What it does
LegalAI simplifies legal research by summarizing complex documents, extracting key clauses, and retrieving similar past cases — making law more accessible and efficient, especially for underrepresented groups.
Your inspiration
While building AI tools for social impact, I realized legal research is time-consuming and opaque. Many people, especially from marginalized backgrounds, can’t afford legal guidance. I wanted to use AI to bridge that gap by simplifying and accelerating legal understanding, inspired by real-world problems faced in India’s judicial system.
How it works
LegalAI uses a custom-trained summarization model (t5-base) to condense lengthy judgments. It extracts clauses using rule-based patterns and NLP, and retrieves similar past cases using FAISS + MiniLM sentence embeddings.

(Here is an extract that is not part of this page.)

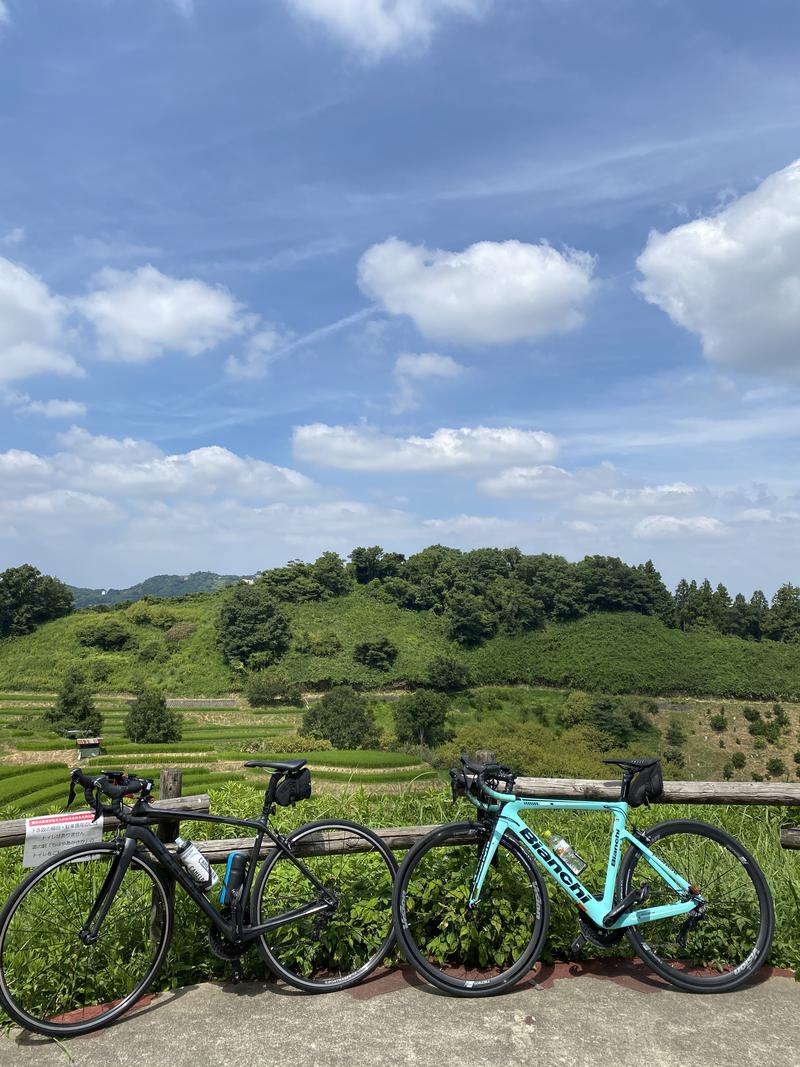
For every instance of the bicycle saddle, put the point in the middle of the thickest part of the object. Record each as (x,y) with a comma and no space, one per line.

Users upload a legal document (PDF), and the app returns summaries, case insights, and legal clauses. It’s built in Python using Hugging Face models, FAISS for semantic search, and Streamlit for a fast web interface.
Design process
I began by fine-tuning a T5 model on Indian legal texts, then built a clause extractor to highlight obligations and risks. I used FAISS with Sentence Transformers to retrieve similar cases based on semantic queries. After validating everything in Jupyter and Streamlit, I added PDF upload, clause parsing, and summaries. I improved accuracy using longer chunk matching and fine-tuned summaries for legal tone. The final version is modular, offline-capable, and end-user friendly.
How it is different
Unlike generic AI assistants, LegalAI is tailored for legal analysis. It uses AI models trained on legal data, supports offline semantic search via FAISS, and simplifies law for non-lawyers. Most legal tech is either expensive or manual — LegalAI is open-source, fast, and built to democratize access to justice.
Future plans
I aim to extend LegalAI with multilingual support (for Indian languages), integrate court APIs for real-time case tracking, and offer a chatbot layer for live query answering. I also plan to collaborate with NGOs or law schools to deploy it as a free legal help tool for the public.